2.4 – Social Engineering - Insider Threats

Questions and Answers

Why are insider threats particularly challenging to defend against?

• Perimeter security measures are completely ineffective against insider threats.
• Insiders are inherently trusted and often have legitimate access to systems and data. (correct)
• Insider threats are only a concern for very large organizations with complex networks.
• Insider threats always involve the use of advanced malware, making them difficult to detect.

What advantage do insiders possess, even without special system access, that can aid in attacks?

• The ability to bypass all forms of authentication.
• Complete immunity from security audits.
• Institutional knowledge of the organization's infrastructure and data locations. (correct)
• Unlimited access to employee training materials.

What is a key characteristic of insider attacks that makes them difficult to detect?

• They always occur very rapidly, leaving little time for response.
• They exclusively target high-profile data, making them easy to identify.
• They can occur over extended periods, allowing for reconnaissance and vulnerability identification. (correct)
• They are always conducted by multiple individuals working in concert.

What emerging tactic are ransomware actors using to target organizations?

Bribing insiders with cryptocurrency to gain access to systems and data. (D)

Besides prevention, what fundamental security practice helps mitigate the damage caused by insider attacks?

Maintaining regular data backups. (A)

Why is perimeter security proving insufficient in the face of insider threats?

Perimeter security primarily focuses on external threats, not internal ones. (D)

What is the primary motivation behind ransomware actors bribing people inside organizations?

To gain access to systems and data for financial gain. (C)

What makes the recruitment of insiders a particularly insidious attack vector?

It leverages trusted individuals to bypass security measures. (D)

Which strategy is most likely to improve a network's overall security posture against both insider and external threats?

Establishing solid security fundamentals and maintaining data backups. (A)

Why might an employee consider accepting a bribe from a ransomware actor, despite the risks?
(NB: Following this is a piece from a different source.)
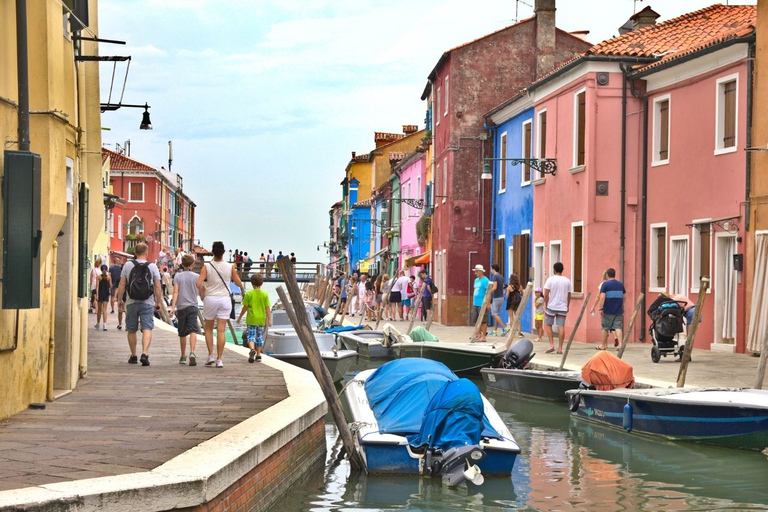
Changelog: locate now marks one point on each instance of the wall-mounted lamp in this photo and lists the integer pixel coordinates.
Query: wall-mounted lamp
(146, 124)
The potential financial reward from a successful ransomware attack can be substantial. (D)

Flashcards

Insider Threat

Threats originating from individuals within an organization who have authorized access to systems and data.

Institutional Knowledge

Internal knowledge of systems and data locations that insiders possess, aiding in identifying vulnerabilities.

Insider Recruitment

The act of cybercriminals enticing internal staff to provide access to sensitive systems or data, often in exchange for payment.

Security Fundamentals

Solid security practices and data backups to resolve issues inside the network.

Study Notes

• Insider threats are challenging to defend against because insiders are trusted and have access to systems and data.
• Insiders possess institutional knowledge, know the location of devices, and understand which servers hold specific data types, even without special access.
• Insider attacks can occur over extended periods, involving intelligence gathering, data discovery, and vulnerability exploitation.
• Attackers sometimes recruit insiders to provide access and data.
• Perimeter defenses are improving, but internal network protection needs enhancement.
• Ransomware actors have been known to bribe insiders with cryptocurrency to gain network access.
• A single ransomware infection can generate millions of dollars for attackers, making bribery a worthwhile tactic.
• Strong security fundamentals and data backups are crucial for defense against insider attacks.
• Backups may not prevent insider attacks entirely but can help resolve internal network issues if discovered.